Now to the anxiety ridden part (at least for me). Free ranging your chickens can come with perils, namely predators. From the neighbor’s cat to a swooping hawk, your sweet, unassuming chicken can meet an untimely end
in the great outdoors. There are definitely precautions you can take to minimize these dangers. Just to name a few:
*covered runs (the safest measure)
*covered areas for chickens to run to, i.e., shrubbery, bushes, heck even an old car, tractor or trailer
*livestock guardian dog
*scarecrows, decoy owls, hanging up shiny objects(CD’s) to deter aerial predators.
*limiting their time to when you are home and available to keep an eye out.
*having a rooster with your flock
But even with all these protective measures, you can still lose a chicken to a predator. However, I must confess
that I actually do few of these safety measures. My flock of twelve free range every day for about four hours (mid to late afternoon). I have no covered runs, and our property is surrounded by woods and tall trees where
various varmits and hawks can hide and perch. I vaguely humored the notion of constructing a scarecrow but
gave it up after a few minutes of thought. I have an immensely sweet and gentle dog, but a guardian dog, he is not.

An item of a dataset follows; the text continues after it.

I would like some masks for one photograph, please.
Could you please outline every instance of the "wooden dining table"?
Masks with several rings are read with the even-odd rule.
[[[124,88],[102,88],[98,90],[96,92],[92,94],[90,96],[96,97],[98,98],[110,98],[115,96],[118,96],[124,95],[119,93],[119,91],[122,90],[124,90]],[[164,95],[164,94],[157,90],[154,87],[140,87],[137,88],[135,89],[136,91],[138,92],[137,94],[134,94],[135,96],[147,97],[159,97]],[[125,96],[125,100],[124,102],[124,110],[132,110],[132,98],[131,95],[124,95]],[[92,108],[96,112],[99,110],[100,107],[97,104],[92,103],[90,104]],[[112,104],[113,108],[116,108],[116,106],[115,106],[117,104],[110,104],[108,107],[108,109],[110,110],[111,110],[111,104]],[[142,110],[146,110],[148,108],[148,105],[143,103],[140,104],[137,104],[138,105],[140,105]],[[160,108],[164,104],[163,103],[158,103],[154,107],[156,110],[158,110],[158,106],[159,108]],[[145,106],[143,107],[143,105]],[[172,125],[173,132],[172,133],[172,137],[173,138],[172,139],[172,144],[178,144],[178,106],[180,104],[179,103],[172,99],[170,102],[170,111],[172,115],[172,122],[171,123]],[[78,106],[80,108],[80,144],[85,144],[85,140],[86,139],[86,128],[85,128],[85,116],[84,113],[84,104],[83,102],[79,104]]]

I do, however, have an awesomely fierce and protective Roo, “Snow Leopard”, who is highly intelligent (in my
estimation, thank you very much) and whose head seems to be on a constant swivel, watching out for danger. They also have plenty of bushes to run and hide under. When it comes to my free ranging style, I guess you could put me in the category of “less is more”. I’ll admit, my free ranging experience is relatively new.
My flock has been at it now for a little over a year and so far no losses. Yet, I have seen a chicken from my brother’s nearby flock done in by a hawk in the blink of an eye. Ultimately, that is the risk you take when deciding to free range your flock.
It is simply a decision of quality of life over possible quantity of years. For me it is not even a question--- the joy of seeing a healthy, happy free ranging flock scratching around in the green grass on a spring day is an indelible imprint on my mind and heart.